Réalisée entre 1990 et 1998, la série Couvents est un autre projet de Gutsche qui a été très bien accueilli par le public. «J’avais très envie de photographier ces communautés de femmes de l’intérieur. Je voulais savoir ce que ça signifie de vivre en tant que femme dans un univers féminin, et aussi illustrer le rôle central de ces communautés dans l’histoire du Québec», confie Gutsche.
Sélection de la série Couvents, 1990-1998
La candidature de l’artiste montréalaise a d’abord été proposée par Zoë Tousignant, Conservatrice, Photographie au Musée McCord Stewart. Gutsche a ensuite déposé sa candidature, mais elle ne s’attendait pas à figurer parmi les artistes mis en nomination.

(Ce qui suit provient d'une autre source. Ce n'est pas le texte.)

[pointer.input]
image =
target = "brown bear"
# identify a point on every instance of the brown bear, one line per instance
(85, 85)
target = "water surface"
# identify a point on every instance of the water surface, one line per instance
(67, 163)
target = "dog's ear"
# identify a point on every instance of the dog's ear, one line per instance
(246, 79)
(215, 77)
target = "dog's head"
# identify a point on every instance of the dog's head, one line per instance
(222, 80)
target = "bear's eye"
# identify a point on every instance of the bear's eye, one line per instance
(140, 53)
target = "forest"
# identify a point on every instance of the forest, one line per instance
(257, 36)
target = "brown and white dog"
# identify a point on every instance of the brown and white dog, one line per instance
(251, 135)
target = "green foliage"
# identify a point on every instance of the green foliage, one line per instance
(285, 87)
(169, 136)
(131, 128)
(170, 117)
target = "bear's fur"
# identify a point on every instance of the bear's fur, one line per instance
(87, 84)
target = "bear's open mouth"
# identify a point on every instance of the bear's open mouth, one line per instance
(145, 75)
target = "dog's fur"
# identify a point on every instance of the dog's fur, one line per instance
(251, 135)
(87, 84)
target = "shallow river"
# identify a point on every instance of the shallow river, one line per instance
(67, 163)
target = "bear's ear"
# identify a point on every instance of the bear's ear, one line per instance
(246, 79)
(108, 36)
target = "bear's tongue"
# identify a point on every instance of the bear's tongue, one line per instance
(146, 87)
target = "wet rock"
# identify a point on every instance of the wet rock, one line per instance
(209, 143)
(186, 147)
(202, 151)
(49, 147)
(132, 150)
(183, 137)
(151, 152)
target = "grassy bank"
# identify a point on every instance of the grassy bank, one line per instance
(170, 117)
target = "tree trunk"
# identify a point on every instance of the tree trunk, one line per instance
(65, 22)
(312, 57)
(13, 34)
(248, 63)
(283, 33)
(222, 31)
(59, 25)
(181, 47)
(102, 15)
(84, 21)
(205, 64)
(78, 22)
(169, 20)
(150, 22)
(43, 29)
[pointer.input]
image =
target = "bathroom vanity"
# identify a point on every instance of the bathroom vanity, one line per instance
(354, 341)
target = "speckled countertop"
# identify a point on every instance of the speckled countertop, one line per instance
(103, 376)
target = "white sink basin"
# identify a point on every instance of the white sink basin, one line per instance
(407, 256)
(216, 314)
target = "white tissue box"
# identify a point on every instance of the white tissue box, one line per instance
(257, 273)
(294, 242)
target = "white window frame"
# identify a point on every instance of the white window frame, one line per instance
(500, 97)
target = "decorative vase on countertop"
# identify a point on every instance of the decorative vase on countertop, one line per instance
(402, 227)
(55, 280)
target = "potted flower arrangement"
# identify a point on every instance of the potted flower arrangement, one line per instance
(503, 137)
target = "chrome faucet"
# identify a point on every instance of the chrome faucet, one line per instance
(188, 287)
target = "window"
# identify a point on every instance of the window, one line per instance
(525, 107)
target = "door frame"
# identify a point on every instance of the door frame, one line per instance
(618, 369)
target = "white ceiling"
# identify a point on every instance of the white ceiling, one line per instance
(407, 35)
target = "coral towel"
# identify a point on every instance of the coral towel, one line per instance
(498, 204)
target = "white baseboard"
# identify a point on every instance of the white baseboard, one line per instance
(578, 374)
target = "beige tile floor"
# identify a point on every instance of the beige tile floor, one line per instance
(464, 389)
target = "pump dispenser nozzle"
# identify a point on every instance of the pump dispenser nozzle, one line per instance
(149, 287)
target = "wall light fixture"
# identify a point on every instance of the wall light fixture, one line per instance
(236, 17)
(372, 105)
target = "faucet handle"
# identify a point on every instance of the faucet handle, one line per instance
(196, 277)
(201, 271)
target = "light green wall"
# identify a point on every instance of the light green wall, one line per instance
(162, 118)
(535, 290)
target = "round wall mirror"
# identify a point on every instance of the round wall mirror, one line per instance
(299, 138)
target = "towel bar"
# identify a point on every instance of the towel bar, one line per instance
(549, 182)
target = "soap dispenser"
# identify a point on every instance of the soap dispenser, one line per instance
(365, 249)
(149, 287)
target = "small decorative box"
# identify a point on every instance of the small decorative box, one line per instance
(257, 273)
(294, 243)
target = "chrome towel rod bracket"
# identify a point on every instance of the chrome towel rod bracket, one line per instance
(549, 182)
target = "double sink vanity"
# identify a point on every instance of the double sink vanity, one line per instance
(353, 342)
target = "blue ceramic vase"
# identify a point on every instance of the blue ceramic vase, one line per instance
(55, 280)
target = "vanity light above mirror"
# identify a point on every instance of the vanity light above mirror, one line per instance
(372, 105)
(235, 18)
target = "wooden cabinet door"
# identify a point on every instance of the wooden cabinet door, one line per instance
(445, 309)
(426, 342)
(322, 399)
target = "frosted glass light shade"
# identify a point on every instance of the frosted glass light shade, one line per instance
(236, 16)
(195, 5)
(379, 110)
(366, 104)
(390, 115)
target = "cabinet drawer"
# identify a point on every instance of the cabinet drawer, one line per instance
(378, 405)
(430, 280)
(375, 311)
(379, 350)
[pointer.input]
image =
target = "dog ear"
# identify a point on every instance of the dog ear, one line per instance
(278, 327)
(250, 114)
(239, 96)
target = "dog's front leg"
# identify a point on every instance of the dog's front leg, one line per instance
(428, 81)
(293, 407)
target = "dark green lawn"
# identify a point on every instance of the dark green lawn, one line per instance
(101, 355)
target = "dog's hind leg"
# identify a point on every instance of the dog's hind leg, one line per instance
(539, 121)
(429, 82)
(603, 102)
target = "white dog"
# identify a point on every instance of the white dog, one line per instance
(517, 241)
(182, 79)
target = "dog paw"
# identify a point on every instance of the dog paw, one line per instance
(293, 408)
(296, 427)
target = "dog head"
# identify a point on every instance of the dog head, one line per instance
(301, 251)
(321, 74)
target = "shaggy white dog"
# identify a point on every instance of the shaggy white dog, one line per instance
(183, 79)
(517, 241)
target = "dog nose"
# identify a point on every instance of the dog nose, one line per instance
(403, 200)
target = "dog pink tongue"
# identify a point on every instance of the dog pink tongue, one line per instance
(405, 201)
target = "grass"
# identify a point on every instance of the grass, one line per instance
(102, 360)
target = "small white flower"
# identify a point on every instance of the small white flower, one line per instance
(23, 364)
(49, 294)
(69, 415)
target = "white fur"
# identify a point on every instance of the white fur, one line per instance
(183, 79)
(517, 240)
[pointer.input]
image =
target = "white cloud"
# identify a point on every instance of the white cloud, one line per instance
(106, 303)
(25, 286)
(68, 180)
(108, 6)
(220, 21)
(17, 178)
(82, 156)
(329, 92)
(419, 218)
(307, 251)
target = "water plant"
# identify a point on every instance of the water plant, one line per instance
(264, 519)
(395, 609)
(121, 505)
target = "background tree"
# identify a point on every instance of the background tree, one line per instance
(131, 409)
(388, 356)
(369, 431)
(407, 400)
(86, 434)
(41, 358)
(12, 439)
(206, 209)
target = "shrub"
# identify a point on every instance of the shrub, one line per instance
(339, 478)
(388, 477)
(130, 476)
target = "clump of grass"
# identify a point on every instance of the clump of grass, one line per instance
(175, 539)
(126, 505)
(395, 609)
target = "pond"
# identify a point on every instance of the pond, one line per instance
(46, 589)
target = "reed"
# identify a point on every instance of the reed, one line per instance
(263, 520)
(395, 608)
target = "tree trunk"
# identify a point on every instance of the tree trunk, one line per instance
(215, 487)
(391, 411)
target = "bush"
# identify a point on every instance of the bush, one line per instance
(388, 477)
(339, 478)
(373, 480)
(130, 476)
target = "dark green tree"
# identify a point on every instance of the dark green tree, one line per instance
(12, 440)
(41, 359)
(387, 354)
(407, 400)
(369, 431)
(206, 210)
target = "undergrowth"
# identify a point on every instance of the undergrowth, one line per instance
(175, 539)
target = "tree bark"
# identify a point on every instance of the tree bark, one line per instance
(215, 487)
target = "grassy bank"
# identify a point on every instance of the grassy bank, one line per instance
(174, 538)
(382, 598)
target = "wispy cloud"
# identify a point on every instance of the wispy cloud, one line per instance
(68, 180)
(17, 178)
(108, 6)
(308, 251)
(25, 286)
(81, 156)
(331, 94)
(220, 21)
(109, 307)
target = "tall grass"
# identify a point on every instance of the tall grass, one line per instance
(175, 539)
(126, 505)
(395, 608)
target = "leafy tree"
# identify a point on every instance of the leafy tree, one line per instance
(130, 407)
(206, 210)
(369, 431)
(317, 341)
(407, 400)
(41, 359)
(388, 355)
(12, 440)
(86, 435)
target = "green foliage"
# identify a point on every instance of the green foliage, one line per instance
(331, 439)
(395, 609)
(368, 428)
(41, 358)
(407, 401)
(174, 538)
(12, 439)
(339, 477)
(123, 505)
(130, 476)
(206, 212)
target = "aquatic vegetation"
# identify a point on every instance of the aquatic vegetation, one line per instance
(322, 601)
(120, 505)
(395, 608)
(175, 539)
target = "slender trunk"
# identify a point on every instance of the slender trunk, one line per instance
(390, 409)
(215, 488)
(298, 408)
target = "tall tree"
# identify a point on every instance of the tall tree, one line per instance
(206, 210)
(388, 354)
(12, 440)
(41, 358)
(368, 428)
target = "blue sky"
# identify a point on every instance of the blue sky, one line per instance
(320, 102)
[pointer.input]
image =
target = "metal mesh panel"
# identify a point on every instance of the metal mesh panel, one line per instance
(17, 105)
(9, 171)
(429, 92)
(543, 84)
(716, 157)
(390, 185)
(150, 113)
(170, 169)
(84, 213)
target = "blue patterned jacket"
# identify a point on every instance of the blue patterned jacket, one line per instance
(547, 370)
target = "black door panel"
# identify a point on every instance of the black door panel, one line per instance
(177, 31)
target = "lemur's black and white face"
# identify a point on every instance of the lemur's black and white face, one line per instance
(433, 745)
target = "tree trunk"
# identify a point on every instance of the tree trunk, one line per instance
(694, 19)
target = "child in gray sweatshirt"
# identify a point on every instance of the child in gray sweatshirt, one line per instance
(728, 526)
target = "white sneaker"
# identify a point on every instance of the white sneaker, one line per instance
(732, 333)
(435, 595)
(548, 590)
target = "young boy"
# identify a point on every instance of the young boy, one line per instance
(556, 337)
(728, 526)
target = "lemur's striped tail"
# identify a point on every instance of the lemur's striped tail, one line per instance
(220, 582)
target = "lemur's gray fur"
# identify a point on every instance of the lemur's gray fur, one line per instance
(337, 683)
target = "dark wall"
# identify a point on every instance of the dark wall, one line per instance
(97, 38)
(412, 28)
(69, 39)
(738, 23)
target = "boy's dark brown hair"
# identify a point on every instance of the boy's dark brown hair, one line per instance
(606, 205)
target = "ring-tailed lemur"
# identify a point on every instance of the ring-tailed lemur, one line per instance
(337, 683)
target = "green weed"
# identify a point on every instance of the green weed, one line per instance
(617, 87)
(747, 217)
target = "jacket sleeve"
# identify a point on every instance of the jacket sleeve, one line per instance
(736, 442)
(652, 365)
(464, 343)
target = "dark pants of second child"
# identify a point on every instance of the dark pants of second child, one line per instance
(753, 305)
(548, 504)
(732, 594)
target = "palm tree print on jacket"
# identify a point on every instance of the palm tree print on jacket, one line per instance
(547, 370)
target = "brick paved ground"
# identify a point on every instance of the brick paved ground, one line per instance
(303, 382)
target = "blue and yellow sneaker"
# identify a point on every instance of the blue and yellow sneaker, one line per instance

La lauréate a été sélectionnée par un jury composé de membres prééminents de la communauté artistique canadienne : Edward Burtynsky, artiste et président du jury; Stéphane Aquin, directeur général du Musée des beaux-arts de Montréal; Andrea Kunard, conservatrice principale des photographies au Musée des beaux-arts du Canada; et Gaëlle Morel, commissaire d’exposition de l’Image Centre de l’Université métropolitaine de Toronto.
«Clara Gutsche est une praticienne dévouée de la photographie classique», affirme M. Burtynsky.
«Gutsche s’intègre dans une communauté au fil du temps et pose un regard doux et attentif sur celle-ci afin d’en révéler le vrai caractère. Ce sera un plaisir de voir ses œuvres réunies dans une exposition et un livre à paraître.»